The Raider 18 is potentially a very fast boat - up to 59 mph in tests - but I feel that the 75 horse Mercury four-stroke I run it with gives a fine turn of speed (just under 30 knots) and I doubt if I'd go much higher, as I don't often find conditions calm enough to go even that fast.
In terms of ride quality, the Raider impresses with its ability to perform as a planing boat, but also in its ability to mimic a displacment hull boat; it chugs along happily at 6 knots, in a straight line, without thrashing foam out of the back and needlessly burning petrol, which my Seahog certainly did!
In terms of fuel consumption, being fitted with a four-stroke outboard and hydrofoil fins seems to be a pretty good set-up; I've managed close on 12 mpg on some trips, though if you're hurtling along flat out you can still burn plenty of gas. But a nice cruising speed of about 15-20 knots will let you do 6-8 mpg...which is better than many smaller boats running on two-stroke engines and doing similar sort of speeds.

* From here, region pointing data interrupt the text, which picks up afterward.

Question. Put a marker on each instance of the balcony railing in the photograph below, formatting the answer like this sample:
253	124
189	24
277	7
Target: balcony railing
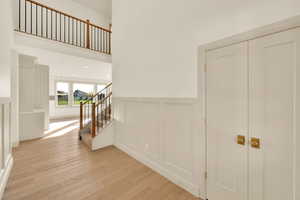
42	21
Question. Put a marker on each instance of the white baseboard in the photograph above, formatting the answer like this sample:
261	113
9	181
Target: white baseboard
15	144
193	189
5	175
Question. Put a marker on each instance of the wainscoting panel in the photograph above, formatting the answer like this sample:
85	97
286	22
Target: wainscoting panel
164	134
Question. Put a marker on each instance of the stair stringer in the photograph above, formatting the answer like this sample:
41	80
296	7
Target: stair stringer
104	139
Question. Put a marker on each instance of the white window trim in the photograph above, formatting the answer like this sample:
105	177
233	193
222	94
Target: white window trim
70	94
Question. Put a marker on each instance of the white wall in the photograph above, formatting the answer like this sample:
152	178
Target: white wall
6	62
155	55
155	42
6	40
163	134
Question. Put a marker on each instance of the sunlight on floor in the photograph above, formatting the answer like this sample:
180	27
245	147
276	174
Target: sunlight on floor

In terms of space, the Raider will fish four in as much comfort as most smaller boats will fish two. We just sling the tackle bags etc up front and keep the deck clear for fishing, and there's plenty of space for all.

There are some, though to fair they're intimately linked to the upsides - it is a very large boat but also a very light a result it's prone to catching the wind, and in an area like I fish (eastern Scotland) this at first seemed to be a big minus; however, judicious use of a drogue on windier days has now been incorporated into my crew's routine, and the boat will happily drift at 1 mph or less (ideal drift speed) even in extremely windy conditions.
As my boat is kept in a harbour, I find there is another minus that wouldn't affect those using the boat off a trailer. This is the fact that there is no facility whereby you can walk from the cockpit to the bow.
This means that negotiating past ropes etc to get onto my mooring can be a bit challenging - though as ever you change your working practices and come to terms with whatever you need to! But I do feel a walkaround bow would make life so much simpler.

Buying a Raider 18 will cost you a fair bit more than craft in the 15-16 ft range, but I do feel the expense has been justified due to the improved safety and capability.

As a keen angler, I reckon the bottom line comes down to this: do I catch any more fish with the Raider? And the answer has to be yes - with previous boats I'd often be out in poor conditions and forced to fish limited areas where I could shelter from high winds. Catches, though acceptable, were never as good here as in the more exposed spots - but the Raider lets me get out there more or less every time I'm out, and if I said I'd caught double as many fish since I got the boat I wouldn't be exaggerating.

Raider 18 Cuddy
Ian's Raider


Disclaimer: Everything written in these reports are based on personal experience and the individual's opinion only. I have tried my best to present the facts correctly, but I/we take no responsibility for any mistakes or omissions.